Access to transformed and enriched events stored in HDFS-based event store
All data feeds coming into Exabeam’s system are readily parsed, normalized, transformed, and enriched. This bridges the security knowledge gap and eliminates the high learning threshold for those data scientists wanting to work in UEBA but without domain expertise. This is one of the most valuable aspects of the ML SDK.
Access to read and create contexts in the database
Contextual information such as users’ department information are used to add dimensions to alerts. For example, alerts calibrated on the peer context. Context data is stored in the database for reading. Some use cases may desire the creation of new contexts. New machine learning-derived contexts can be written to the database for uses such as alert condition or calibration. For example, an alert should only be triggered in the context where the asset is learned to be a gateway. Learning from data to create new contexts is an important use case for machine learning in security analytics.
Access to the Apache-Spark computing platform
Exabeam’s machine learning use cases are built on Apache Spark. Some examples are described in this June blog and this August blog. External data scientists can enjoy the same level of implementation ease afforded by access to a computing ecosystem based on HDFS, MongoDB database, and Apache Spark engine.
Ability to create alerts
There are two primary use cases for machine learning for UEBA. One is to derive new contexts which I’ve already mentioned. The other is to create alerts for detection, whether it is a new way to detect malicious domains from DNS logs or to identify machines exhibiting unusual behavior over netflow logs. Via an API, an alert created by a data scientist with an algorithm running on Apache Spark is seamlessly integrated with other Exabeam-native alerts. Having alerts all within the same pane of glass for security analysts is an important user-interface requirement for operationalization of externally created alerts.

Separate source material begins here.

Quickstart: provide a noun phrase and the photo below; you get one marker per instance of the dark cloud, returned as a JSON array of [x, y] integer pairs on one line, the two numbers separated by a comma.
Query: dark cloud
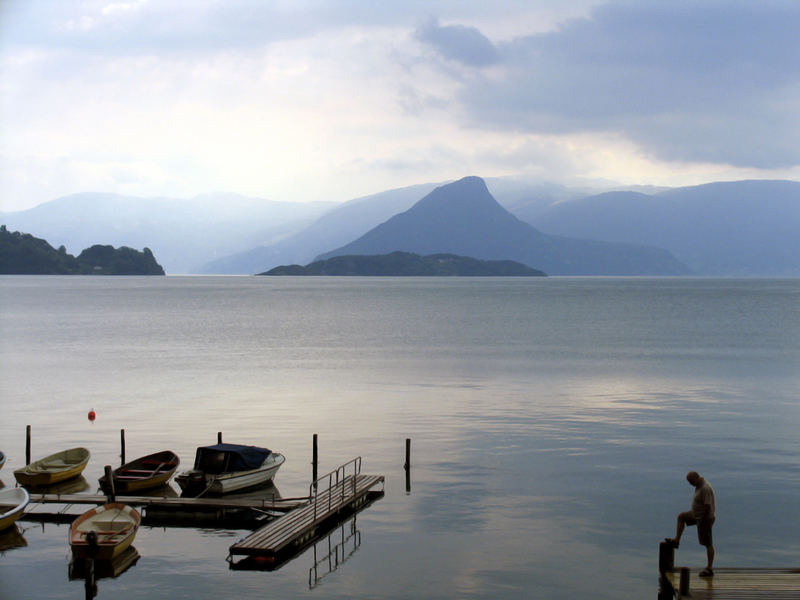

A Spark-enabled architecture
The figure below shows components of Exabeam’s security analytics infrastructure. Data is ingested to HDFS from log connectors. Exabeam’s streaming processing engine, together with a MongoDB database, serves real-line anomaly detection based on statistical analysis. Here new or existing histogram-based models are fully configurable via configuration files. This is also where events are enriched in real time for HDFS-based event store. Exabeam’s Spark SDK allows development of batch-oriented use cases such as context estimation and detection use cases. The coordination between the real-time and batch learning and scoring are controlled via a data science server. Output of the ML algorithms are seamlessly integrated to the database which stores the newly ML-derived contexts, as well as the external ML-based alerts which are seamlessly integrated with the native alerts to ensure a uniform user experience.
In summary, Exabeam provides a security knowledge-infused data lake which substantially lowers the barriers of entry to security analytics. Exabeam’s ML SDK/API provides access to the Spark computing platform and the enriched data in HDFS and database, allowing data scientists to create additional value from their data.